Lui, dénonce “un tissu de mensonges”, assure que l’adolescente et ses ami(e)s venaient chez lui “par courtoisie, elles venaient chez moi comme ça, elles devaient voir en moi un homme sympathique” dit l’homme qui se décrit lui-même comme quelqu’un de “généreux”. “Je croyais qu’elle avait 17 ans” ajoute-t-il.
“Je n’arrive pas à comprendre l’intérêt d’une jeune fille de 17 ans à passer dire bonjour à un homme qui en a 59” s’interroge le procureur Courroye.
L’affaire aurait pu être “parole contre parole” mais un faisceau d’indices est venu plomber la défense du prévenu, même si aucun élément précis ne prouve les rapports sexuels détaillés par la victime.
Des mois de filature ont montré que l’homme, chaque soir en quittant la préfecture, prend sa voiture de longues heures et roule dans Mamoudzou, longeant la nationale, freinant brusquement quand une jeune femme se trouve sur le bord de la route, s’arrêtant parfois sans raison apparente pour “regarder autour de lui avant de reprendre le volant” ou faisant jusqu’à 4 fois le tour des ronds-points. Les gendarmes ne sont pas en mesure de dire ce qui s’est passé dans la voiture quand une nuit, l’homme a pris en stop une jeune femme avant de rester, tous feux éteints avec elle dans la voiture pendant 20 minutes dans la zone Nel.
Des insinuations plus que des accusations, qui font sourire le prévenu. “J’aime me promener, je prends des gens en stop et j’aime discuter” explique-t-il en substance, niant fermement tout “rapport sexuel”. “Je n’ai jamais été surpris” avance-t-il pour preuve.
C’est aussi une “coïncidence” selon lui si le numéro de la très jeune prostituée est retrouvée dans son répertoire au nom de “N. Pute”. Un terme “pas du tout péjoratif” selon lui. Un autre numéro de prostituée est retrouvé également. “Je ne sais pas comment ces numéros sont arrivés là il m’est arrivé de prêter mon téléphone” élude l’intéressé.

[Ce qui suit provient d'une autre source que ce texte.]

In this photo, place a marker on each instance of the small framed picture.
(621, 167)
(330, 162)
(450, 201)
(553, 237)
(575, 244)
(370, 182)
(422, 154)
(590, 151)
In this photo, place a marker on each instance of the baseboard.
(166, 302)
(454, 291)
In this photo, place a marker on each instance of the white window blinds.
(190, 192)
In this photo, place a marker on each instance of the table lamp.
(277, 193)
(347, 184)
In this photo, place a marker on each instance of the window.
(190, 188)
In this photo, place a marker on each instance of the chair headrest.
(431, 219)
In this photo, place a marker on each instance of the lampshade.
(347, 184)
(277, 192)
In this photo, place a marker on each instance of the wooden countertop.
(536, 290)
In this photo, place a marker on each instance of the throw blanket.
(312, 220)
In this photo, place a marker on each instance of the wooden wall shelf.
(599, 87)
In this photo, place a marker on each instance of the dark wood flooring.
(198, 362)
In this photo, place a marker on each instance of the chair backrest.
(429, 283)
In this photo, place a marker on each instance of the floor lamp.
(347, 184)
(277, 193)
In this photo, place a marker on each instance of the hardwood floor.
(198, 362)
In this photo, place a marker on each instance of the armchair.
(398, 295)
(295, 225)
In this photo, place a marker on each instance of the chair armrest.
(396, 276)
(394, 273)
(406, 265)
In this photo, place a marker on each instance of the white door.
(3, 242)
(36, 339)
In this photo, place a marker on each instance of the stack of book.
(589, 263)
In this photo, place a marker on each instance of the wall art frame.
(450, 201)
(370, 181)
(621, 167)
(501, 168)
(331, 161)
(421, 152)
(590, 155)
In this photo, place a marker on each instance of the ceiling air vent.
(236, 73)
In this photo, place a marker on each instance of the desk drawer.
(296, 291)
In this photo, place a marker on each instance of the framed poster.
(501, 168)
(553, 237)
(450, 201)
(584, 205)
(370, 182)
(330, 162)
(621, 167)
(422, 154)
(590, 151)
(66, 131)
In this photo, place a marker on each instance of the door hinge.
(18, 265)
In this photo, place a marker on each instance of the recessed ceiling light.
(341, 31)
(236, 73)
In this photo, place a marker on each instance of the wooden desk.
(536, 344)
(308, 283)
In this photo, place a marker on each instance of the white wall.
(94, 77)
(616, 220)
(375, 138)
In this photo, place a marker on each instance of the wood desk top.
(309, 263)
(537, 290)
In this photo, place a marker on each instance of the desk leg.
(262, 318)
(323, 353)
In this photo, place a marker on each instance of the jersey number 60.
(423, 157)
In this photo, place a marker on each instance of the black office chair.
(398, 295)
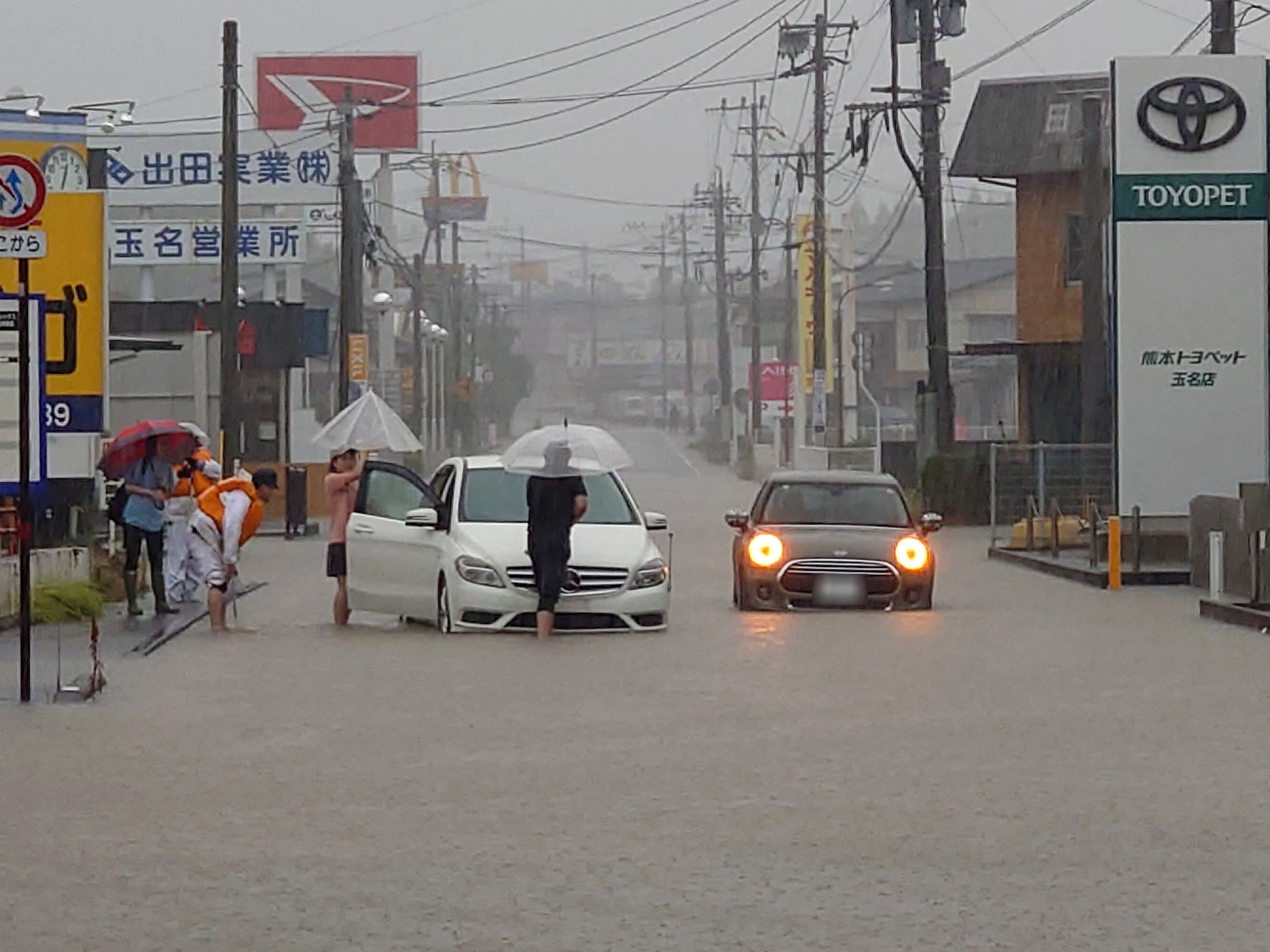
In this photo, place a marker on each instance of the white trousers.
(180, 572)
(208, 563)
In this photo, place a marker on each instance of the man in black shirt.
(557, 501)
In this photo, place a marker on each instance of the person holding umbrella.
(341, 484)
(557, 501)
(148, 482)
(195, 475)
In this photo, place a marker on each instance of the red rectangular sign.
(298, 92)
(778, 381)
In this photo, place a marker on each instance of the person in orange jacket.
(226, 518)
(199, 474)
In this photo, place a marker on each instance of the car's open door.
(386, 557)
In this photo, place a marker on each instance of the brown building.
(1027, 133)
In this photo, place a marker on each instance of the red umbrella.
(173, 445)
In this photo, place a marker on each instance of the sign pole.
(25, 475)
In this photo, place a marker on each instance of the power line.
(1025, 40)
(625, 89)
(611, 120)
(592, 56)
(577, 97)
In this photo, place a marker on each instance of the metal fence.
(1037, 482)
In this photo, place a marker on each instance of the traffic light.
(952, 14)
(905, 21)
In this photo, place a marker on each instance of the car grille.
(588, 581)
(799, 577)
(572, 621)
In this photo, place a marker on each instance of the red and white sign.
(22, 191)
(778, 381)
(303, 92)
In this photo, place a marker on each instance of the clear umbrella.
(566, 451)
(368, 423)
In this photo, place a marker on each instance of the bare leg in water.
(341, 610)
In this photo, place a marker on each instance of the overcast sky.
(166, 55)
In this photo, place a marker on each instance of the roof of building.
(911, 285)
(1027, 126)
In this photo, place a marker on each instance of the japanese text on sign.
(267, 242)
(271, 169)
(1193, 359)
(23, 244)
(1170, 359)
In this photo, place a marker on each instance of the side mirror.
(422, 518)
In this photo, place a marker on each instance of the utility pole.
(788, 434)
(723, 327)
(417, 346)
(230, 426)
(796, 40)
(756, 236)
(820, 235)
(1095, 399)
(686, 299)
(1222, 30)
(663, 276)
(935, 84)
(350, 243)
(588, 287)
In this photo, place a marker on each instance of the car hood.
(599, 546)
(839, 541)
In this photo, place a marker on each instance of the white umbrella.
(566, 451)
(368, 423)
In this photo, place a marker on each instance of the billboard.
(303, 92)
(72, 279)
(1189, 212)
(806, 310)
(296, 168)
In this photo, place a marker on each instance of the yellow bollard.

Ce dernier affirme en tout n’avoir “jamais” eu recours à la prostitution. Une affirmation ébranlée par sa collection de visas pour Madagascar. En deux ans, il s’y est rendu 10 fois, toujours à Majunga où il dit “avoir des amis”. A l’expert psychiatre, il expliquait pourtant y aller pour “faire des photos et rencontrer des filles”.
30 mois de prison
Pour Me Baudry, avocate de la victime, le prévenu “nie l’évidence”. La juriste rappelle qu’un autre client régulier de l’adolescente a été condamné en appel pour les mêmes chefs de prévention, gage de crédibilité de son témoignage. D’autant qu’elle n’a d’abord pas témoigné pour elle-même mais pour “une copine qui avait 12 ans”, avant de confier aux gendarmes son propre parcours.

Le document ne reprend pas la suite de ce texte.